In Anglo-Saxon England, some diseases and many sudden pains were blamed on elf-shot, that is tiny or invisible arrows shot by elves into humans. By the later middle ages, elves and fairies had become synonymous, and stone age arrowheads seen as evidence of their mischief; but this was not the case in the Anglo-Saxon era.
For a while I've had a hard time wrapping my head around this. I'm a scientific person, married to an atheist with zero belief in the supernatural, and when hit with an ailment my first instinct is to take an aspirin and get some sleep. It just wasn't in my worldview to believe there could be something more behind a lot of the sicknesses that science has pretty clearly identified.

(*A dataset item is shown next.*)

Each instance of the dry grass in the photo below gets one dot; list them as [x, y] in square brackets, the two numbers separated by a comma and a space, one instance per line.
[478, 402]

But a thread on a forum I frequent has recently given me a new perspective on this issue. It began with a poster asking about how animists treat bugs and other pests; can you kill something with a clear conscience if you believe it has a spirit? For me, it was an easy answer - I don't generally bother things that don't bother me, but I don't feel badly about getting rid of bugs that are negatively affecting the life of me or my family in our own home. But another poster in the thread brought up a good point about bacteria and even viruses - do animists believe that these have a spirit?
Que the "Aha!" moment for me! As an animist, I do believe that bacteria and viruses have a spirit - but as beings that live on the sickness of humans or other animals, they are certainly negative spirits in our eyes. And I believe now that this is where the entire notion of evil spirits comes from - early healers, trained both medically and spiritually, sensed the presence of these spirits who intended harm to human life, and developed both medicines and spiritual techniques to fight them. This makes sense to me on a scientific and a spiritual level; and honestly, these are the kind of moments I live for - when something finally just makes sense.